The CBI has called for the law to be changed, so that strikes can only go ahead if at least 40% of balloted members vote in favour of action.

This mirrors a report from thinktank Policy Exchange earlier this month, which argued that the legal balance between trade unions, union members and employers no longer reflects the realities of low union membership in most sectors. It also coincides with calls this weekend from London mayor Boris Johnson.

The CBI is also calling for companies to be able to recruit agency staff to “provide essential cover” for striking workers. Currently, organisations can recruit temporary workers directly but are not able to use an agency.

John Cridland, CBI deputy director-general, said: “Industrial action is never inevitable, and we want to see public sector managers and unions going the extra mile during difficult times ahead. By constructively working together, damaging industrial action can be avoided.

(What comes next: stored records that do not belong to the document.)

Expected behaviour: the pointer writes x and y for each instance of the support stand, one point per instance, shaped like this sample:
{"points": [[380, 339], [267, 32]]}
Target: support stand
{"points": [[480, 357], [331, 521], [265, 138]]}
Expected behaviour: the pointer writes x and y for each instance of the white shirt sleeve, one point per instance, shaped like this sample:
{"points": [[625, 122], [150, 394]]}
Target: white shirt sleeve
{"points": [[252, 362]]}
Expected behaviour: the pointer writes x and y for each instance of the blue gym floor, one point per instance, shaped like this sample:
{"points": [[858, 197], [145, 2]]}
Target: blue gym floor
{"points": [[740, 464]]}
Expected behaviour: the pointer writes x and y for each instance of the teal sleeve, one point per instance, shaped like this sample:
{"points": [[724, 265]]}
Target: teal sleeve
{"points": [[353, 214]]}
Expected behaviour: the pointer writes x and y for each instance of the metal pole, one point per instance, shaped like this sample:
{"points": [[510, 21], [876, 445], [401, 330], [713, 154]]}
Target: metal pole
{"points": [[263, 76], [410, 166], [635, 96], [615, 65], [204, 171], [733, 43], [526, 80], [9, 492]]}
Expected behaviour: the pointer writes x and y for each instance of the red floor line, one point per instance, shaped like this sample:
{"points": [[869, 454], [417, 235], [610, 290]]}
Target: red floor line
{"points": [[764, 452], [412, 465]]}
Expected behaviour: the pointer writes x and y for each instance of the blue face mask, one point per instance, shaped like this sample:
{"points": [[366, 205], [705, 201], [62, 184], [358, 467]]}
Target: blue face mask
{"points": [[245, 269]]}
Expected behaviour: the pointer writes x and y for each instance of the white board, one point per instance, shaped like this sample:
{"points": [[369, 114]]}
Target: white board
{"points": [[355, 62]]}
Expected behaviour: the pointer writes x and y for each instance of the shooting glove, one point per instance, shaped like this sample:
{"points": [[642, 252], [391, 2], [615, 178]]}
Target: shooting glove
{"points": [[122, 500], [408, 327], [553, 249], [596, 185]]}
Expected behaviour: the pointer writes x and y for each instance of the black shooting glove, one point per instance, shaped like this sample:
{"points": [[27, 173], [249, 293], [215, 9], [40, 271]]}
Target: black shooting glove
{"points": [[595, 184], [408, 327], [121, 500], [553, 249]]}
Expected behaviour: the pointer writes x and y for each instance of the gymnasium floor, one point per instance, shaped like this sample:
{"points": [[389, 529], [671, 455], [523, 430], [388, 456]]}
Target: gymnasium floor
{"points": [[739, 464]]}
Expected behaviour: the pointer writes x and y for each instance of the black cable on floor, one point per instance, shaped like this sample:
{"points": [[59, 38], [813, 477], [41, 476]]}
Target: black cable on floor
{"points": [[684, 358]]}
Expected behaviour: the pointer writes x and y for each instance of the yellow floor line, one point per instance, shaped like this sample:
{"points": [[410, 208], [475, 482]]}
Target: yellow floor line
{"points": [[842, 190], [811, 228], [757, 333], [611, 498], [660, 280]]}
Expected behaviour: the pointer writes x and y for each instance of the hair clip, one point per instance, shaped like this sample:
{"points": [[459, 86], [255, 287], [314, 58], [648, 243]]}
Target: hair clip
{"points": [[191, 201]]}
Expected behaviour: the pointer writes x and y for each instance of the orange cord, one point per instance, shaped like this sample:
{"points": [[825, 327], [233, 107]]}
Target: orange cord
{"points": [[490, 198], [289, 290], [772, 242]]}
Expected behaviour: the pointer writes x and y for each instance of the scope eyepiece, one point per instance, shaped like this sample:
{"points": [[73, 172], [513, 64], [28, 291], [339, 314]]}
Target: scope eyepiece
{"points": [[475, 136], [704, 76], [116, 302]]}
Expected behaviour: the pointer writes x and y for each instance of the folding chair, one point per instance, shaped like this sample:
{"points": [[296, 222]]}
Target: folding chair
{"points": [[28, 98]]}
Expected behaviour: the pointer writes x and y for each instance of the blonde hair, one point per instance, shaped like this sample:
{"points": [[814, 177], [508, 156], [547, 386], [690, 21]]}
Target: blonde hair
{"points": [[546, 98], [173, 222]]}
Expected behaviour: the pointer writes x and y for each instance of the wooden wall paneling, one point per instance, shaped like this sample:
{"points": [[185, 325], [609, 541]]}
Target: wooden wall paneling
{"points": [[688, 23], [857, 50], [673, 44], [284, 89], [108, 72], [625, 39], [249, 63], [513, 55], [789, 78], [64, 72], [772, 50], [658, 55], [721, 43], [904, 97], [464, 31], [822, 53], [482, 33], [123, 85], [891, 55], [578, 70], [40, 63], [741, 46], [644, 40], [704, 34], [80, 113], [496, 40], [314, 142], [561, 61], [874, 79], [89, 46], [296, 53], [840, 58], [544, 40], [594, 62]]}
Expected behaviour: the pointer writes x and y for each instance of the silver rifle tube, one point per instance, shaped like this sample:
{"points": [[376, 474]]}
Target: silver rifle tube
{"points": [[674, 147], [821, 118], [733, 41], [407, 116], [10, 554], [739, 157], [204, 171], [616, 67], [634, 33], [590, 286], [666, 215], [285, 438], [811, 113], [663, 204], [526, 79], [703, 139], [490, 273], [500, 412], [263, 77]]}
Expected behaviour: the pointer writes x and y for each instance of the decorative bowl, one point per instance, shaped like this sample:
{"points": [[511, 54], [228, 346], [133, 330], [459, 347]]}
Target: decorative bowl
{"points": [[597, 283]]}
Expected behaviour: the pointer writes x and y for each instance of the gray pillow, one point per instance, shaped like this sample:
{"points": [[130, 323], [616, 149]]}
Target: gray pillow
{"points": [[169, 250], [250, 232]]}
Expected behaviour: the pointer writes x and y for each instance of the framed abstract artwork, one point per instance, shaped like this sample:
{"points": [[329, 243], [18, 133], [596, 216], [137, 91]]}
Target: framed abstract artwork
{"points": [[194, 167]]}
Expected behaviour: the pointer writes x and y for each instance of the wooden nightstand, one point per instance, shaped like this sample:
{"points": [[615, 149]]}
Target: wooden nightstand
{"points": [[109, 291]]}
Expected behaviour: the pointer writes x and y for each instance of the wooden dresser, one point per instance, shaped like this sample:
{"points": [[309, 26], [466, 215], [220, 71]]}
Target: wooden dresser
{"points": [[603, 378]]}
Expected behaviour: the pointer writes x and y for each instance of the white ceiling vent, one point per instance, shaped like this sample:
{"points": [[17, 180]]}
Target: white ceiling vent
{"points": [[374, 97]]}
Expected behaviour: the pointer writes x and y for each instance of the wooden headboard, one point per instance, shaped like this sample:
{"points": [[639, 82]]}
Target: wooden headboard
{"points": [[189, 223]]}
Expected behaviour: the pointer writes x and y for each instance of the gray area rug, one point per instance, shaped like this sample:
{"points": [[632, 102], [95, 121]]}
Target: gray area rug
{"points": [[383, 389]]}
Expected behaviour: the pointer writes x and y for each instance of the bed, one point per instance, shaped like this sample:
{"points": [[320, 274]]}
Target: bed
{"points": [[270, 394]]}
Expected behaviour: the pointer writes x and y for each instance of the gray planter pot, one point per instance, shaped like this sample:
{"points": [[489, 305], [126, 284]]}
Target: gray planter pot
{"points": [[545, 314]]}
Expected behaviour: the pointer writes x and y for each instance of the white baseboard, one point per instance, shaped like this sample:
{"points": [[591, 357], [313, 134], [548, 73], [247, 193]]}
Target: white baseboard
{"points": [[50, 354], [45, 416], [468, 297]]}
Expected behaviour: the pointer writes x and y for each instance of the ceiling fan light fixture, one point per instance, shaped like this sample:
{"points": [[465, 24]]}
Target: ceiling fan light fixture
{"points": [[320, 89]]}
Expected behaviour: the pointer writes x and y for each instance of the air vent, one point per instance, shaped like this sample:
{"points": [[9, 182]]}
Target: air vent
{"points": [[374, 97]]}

“The public increasingly expects it to be business as usual, even during a strike, so firms must be allowed to hire temporary workers directly from an agency to provide emergency cover for striking workers.”

TUC general secretary Brendan Barber commented: “The UK has some of the toughest legal restrictions on the right to strike in the advanced world. Already the courts regularly strike down democratic ballots that clearly show majority support for action.

“The CBI proposals are a fundamental attack on basic rights at work that are recognised in every human rights charter, and will be dismissed by any Government with a commitment to civil liberties.”